Doctors, nurses and other para-medical staff are working under intense pressure everyday with hands tied amidst severe staff shortage and budgetary constraints. The annual budget for medicines in GGH is Rs 3.84 crore.

The hospital staff are stressed out due to work pressure caused by patients, who have grown by 300 per cent in the past 17 years. The staff appointed to serve 350 patients are serving 1,200 patients everyday apart from 2,000 out-patients.

The nearly 700 infant deaths registered in the last 6 months which drew the attention of Chief Minister YS Jagan Mohan Reddy have once again woken up all concerned to highlight the grim staff position and the ever-increasing patient strength. The hospital has only 168 doctors out of 241 doctors' strength. Seventy-three doctor posts are lying vacant.

A mere 134 nurses are working out of 510 nurses' strength. There are 57 male nurses and 44 female nurses, sweepers 65, ward assistants 35, operation theatre staff 12, laboratory technicians 12 and lab attendants 12. In the year 2000, the then TDP government issued a GO No 134 upgrading the district hospital to general hospital but the GO was not implemented by the governments in the past 17 years.

The hospital is operating with a strength of 350 beds. After its upgradation to general hospital, the bed strength increased to 500 but the staff strength was not proportionately increased. Over the years, the in-patients have had increased to 1,200 per day. As per the GO No 134, 510 new posts were sanctioned, of them 134 staff nurses' posts were not filled. One staff nurse is catering to 100-150 patients and one attender is catering to 3-4 wards.

Many doctors working in GGH are running their private nursing homes. Private nursing homes and hospitals are virtually looting poor and middle-class patients, who are coming for better medical care.

After looting the patients for days, they are sending them to government hospitals when the later are turning critical, just to save themselves from the disrepute of patients dying in their hospitals.

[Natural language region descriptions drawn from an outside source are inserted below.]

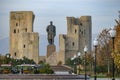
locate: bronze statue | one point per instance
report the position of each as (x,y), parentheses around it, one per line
(51,30)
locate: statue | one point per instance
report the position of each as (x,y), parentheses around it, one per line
(51,30)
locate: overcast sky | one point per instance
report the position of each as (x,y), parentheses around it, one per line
(103,13)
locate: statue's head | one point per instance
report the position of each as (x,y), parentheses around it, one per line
(51,22)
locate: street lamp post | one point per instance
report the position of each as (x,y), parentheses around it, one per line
(113,34)
(74,63)
(95,45)
(85,50)
(79,54)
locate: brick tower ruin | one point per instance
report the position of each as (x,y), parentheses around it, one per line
(23,41)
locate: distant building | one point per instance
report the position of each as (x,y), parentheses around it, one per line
(23,41)
(78,36)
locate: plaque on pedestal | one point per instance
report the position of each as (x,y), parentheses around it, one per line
(50,49)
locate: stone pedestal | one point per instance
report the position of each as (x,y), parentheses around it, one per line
(50,50)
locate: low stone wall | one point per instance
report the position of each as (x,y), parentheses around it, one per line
(40,77)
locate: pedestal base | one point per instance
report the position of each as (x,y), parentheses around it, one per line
(50,50)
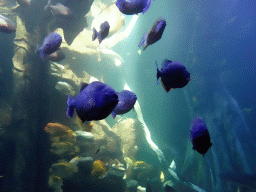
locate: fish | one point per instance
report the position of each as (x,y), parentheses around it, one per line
(94,102)
(97,151)
(173,75)
(98,168)
(148,187)
(85,126)
(64,148)
(154,34)
(56,129)
(103,33)
(24,3)
(239,177)
(199,136)
(113,16)
(51,44)
(126,102)
(6,25)
(131,7)
(65,88)
(57,56)
(63,169)
(59,10)
(168,188)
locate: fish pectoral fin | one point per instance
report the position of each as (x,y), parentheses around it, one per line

There are hundreds of complaints against class four staff, who are refusing services if one declines to grease their palms. The transfer policy towards class four employees needs to change as service rules forbid the administration to transfer them out of district.

The new hospital superintendent Dr Babulal when contacted told The Hans India that he would revamp the hospital administration and take action on all erring staff demanding bribes and submit a report to government on the hospital requirements.